The Road to Success: Rolling Out Electronic Animal Study Protocol (ASP) Software


Problem statement: As institutions strive to become innovative in incorporating the opportunities presented by new technologies, the challenges of training faculty, staff, investigators, and animal care personnel can be overwhelming for some institutions. The roll out process for any new software requires a tremendous amount of time and work from all involved parties – reviewers, veterinarians, IACUC staff, and your IT group.

Description of research: When considering a move to an electronic ASP submission system, an in-house system may be created, or there are many choices from system vendors. The route we chose was an off-the-shelf product that, in particular, allowed our principal investigators (PIs) to create a library for their lab’s substances and procedures. We needed to retrain all those involved with writing and reviewing protocols, reviewers, veterinarians, IACUC staff, PIs, and their lab members and members of the animal care program who need to have access to ASPs. With over 200 PIs and 890-1000 ASPs, we decided to utilize a slow roll out.  A concierge approach meant first training personnel from labs submitting a new or de novo ASP and PIs new to the university. This allowed us to spend time not only training each PI and their staff in the creation of their substance and procedure library and overall protocol, but also allowed us time to help with the review process (knowing where to make the changes and how to respond to the committee on the changes made).  We retrained IACUC staff on the pre-review process and reviewers on the process they would use. Within the last year we’ve trained about 100 labs, the IACUC staff, reviewers, and members of the animal care program.
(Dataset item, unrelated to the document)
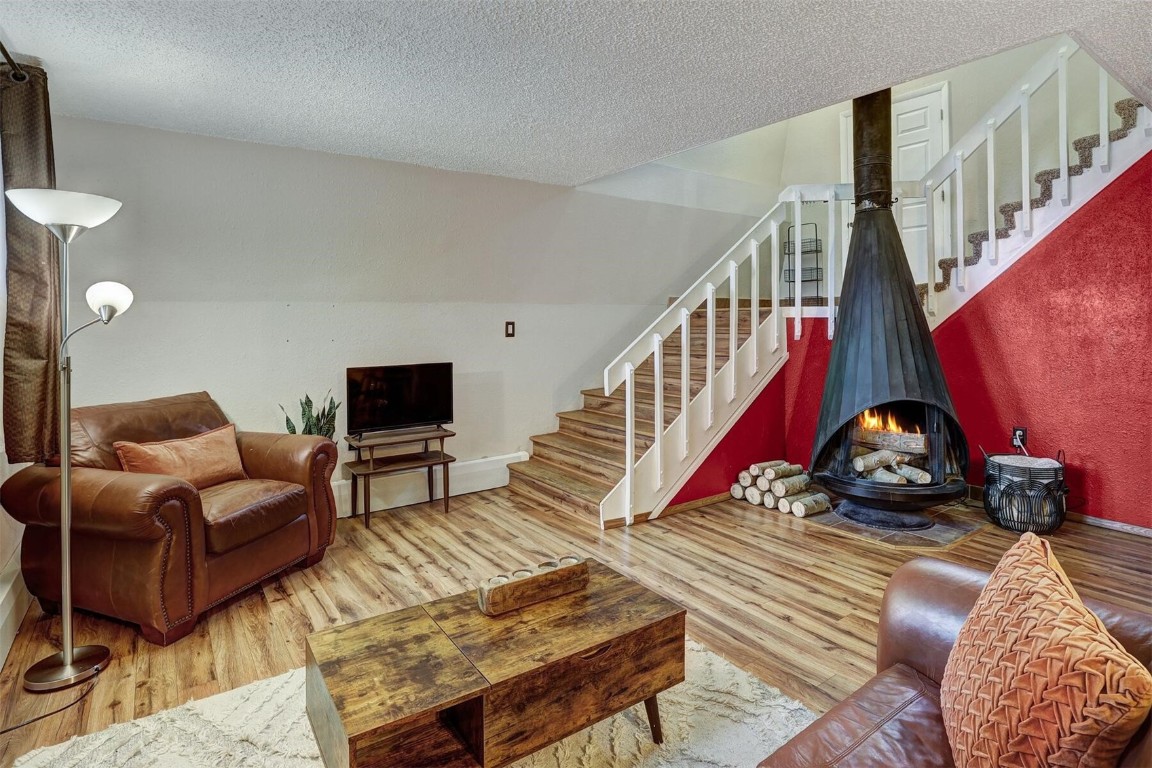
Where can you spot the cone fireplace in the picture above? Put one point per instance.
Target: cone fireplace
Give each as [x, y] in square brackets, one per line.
[887, 439]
After an initial protocol is created and approved in the new system, the time need to create subsequent ASPs has been cut in half.  Lab staff may easily verify substances and procedures across multiple protocols to avoid noncompliance.  The number of modifications needed in order for a protocol to be approved has been reduced.

Additional information: With more IACUC's moving toward electronic systems this topic has the potential to also be a break out session.